Saint-Zotique
JOURNAL D’UNE JEUNE FILLE DE 13 ANS
Saint-Zotique, août 1888
Au dernier jour de classe en juin dernier, je suis allée à l’école du rang St-Thomas. Faut dire qu’on a une institutrice bizarre… mademoiselle Mabel. Sans être une beauté, elle ressemble plus à une sorcière. Ce jour-là, elle nous a accueilli au son de sa tige de sureau vidée de sa moelle et transformée en instrument de musique.

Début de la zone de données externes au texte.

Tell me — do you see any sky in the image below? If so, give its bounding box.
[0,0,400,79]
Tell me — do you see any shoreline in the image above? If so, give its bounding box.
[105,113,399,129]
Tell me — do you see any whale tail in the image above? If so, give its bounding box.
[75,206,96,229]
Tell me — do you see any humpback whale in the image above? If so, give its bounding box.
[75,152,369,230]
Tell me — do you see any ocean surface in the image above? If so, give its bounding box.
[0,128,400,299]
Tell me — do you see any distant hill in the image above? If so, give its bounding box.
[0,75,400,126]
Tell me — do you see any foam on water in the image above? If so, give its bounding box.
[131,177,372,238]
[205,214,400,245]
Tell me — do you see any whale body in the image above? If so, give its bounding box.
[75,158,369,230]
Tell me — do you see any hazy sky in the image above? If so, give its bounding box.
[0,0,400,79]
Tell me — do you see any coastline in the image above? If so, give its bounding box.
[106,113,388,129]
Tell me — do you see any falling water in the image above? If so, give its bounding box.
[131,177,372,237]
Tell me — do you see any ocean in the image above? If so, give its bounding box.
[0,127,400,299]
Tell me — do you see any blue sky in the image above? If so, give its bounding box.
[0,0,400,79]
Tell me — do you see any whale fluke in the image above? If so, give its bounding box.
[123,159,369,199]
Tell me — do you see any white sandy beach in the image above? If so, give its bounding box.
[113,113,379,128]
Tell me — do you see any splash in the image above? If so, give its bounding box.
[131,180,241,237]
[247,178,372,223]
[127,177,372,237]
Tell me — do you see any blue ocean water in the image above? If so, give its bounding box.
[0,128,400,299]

Nous étions quelque peu indisciplinés. Mademoiselle Mabel nous demande de mettre nos crayons de plomb dans son chaudron sur le poêle en fonte. Elle y ajoute un liquide collant et visqueux, une poudre blanche dite de « perlimpinpin » et quelques brindilles. Sous l’action de ce mélange détonant, elle donne un coup de sa tige de sureau, plonge sa main dans la marmite et en retire des craies blanches impeccables de propreté.

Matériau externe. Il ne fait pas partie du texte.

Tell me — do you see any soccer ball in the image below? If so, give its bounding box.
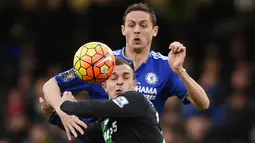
[73,42,115,83]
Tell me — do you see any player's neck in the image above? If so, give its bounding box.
[124,46,150,69]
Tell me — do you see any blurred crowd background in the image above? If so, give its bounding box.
[0,0,255,143]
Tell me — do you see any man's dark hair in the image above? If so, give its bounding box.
[123,3,157,26]
[115,57,136,79]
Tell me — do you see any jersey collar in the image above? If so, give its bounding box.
[120,47,151,64]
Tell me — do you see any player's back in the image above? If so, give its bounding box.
[101,92,163,143]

Nous retournons à nos places et découvrons un papier noir sur nos pupitres déplacés les uns face aux autres, alors qu’ils sont habituellement face au bureau de la maîtresse posé sur une estrade. Mademoiselle Mabel nous propose une activité de dessin. Étape par étape, elle nous amène à créer un paysage avec une maison et une pleine lune. De façon inattendue la craie blanche se teinte selon la forme du dessin, la lune naturellement est blanche mais la maison est rouge et les arbres sont verts, étrange! De plus, la maîtresse nous demande de dessiner le vent. Mon ami Pierre demande : Comment peut-on dessiner du vent sur un papier? C’est simple dit-elle, dessinez une tornade; à la base d’un nuage, faites des tourbillons. Je vous promets que vous verrez une tornade d’ici la rentrée scolaire en septembre prochain.
Je me souviendrai toujours de cette journée. Elle avait raison, hier j’ai vu la tornade, j’ai eu la chair de poule. La maison de monsieur Pilon est déplacée, le lit de plumes de monsieur Daoust est accroché aux arbres du voisinage. Plus surprenant encore, l’école a disparu, il ne reste que le clocheton.
Je doute qu’on revoit mademoiselle Mabel.